O ministro Alexandre de Moraes, relator dos processos que envolvem Bolsonaro, já havia esclarecido que remoções de caráter emergencial poderiam ocorrer sem consulta prévia. Segundo a PF, porém, o quadro clínico não exige atendimento de urgência.
Queda durante a madrugada
De acordo com os médicos particulares, Bolsonaro sofreu um traumatismo cranioencefálico leve ao cair da cama na madrugada desta terça-feira (6) e bater a cabeça em uma mesa de canto. O ex-presidente só recebeu avaliação médica pela manhã, quando agentes foram avisá-lo da chegada de Michelle à sede da PF.
A ex-primeira-dama chegou às 9h para visita de 30 minutos, mas permaneceu até depois das 11h. Durante esse período, viaturas da Polícia Penal do Distrito Federal chegaram a ir ao local, antes de a PF alterar seu posicionamento sobre a remoção.
Estado de saúde e situação jurídica
A equipe médica informou que Bolsonaro está consciente, conversa normalmente e não apresenta complicações. O plantão policial reforçou que o estado de saúde é bom, indicando apenas observação na carceragem.

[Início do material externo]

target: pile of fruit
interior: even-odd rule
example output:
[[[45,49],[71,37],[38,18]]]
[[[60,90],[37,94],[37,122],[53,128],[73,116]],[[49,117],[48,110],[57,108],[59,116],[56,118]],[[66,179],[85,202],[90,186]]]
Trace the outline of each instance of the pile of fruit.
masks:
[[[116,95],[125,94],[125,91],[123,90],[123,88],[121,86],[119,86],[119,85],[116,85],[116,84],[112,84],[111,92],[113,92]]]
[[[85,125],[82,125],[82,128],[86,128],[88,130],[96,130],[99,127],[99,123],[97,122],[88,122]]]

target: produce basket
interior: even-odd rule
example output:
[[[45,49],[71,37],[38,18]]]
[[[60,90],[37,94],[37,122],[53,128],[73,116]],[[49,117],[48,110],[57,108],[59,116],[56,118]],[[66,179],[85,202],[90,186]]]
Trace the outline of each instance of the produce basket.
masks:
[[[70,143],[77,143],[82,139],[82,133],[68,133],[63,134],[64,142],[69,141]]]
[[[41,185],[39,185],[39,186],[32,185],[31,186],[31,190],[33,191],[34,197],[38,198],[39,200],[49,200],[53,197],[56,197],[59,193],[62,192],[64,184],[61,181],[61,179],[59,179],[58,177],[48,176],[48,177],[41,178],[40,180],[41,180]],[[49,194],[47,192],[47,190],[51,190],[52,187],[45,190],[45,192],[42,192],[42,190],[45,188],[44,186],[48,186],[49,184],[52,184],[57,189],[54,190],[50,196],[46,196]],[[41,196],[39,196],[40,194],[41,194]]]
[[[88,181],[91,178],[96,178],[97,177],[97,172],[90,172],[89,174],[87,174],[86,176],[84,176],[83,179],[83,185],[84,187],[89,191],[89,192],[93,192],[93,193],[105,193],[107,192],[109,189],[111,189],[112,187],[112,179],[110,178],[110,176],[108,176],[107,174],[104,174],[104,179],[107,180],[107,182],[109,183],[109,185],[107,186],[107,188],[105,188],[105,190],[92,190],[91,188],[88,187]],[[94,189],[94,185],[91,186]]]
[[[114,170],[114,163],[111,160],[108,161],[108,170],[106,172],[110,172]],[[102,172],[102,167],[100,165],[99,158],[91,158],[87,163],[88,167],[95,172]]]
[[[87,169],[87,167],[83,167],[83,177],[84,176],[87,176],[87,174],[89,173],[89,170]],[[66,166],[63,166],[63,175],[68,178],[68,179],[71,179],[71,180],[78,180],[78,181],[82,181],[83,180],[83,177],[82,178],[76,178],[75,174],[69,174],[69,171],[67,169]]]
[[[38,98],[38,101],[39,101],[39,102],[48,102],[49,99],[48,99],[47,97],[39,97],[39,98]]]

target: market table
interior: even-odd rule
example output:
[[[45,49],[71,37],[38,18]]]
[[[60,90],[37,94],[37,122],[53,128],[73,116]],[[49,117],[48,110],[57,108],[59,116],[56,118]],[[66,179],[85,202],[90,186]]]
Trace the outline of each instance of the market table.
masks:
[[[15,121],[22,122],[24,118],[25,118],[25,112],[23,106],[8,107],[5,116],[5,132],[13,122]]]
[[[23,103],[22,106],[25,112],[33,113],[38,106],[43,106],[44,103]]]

Condenado a 27 anos e três meses de prisão, Bolsonaro já havia sido autorizado por Moraes a realizar cirurgias para correção de hérnia e tratamento de crises de soluço, retornando à cela logo após a alta hospitalar. O pedido atual de traslado ao DF Star foi apresentado por seu médico particular.
Com a posição revista, a PF aguardará manifestação do STF para qualquer nova movimentação.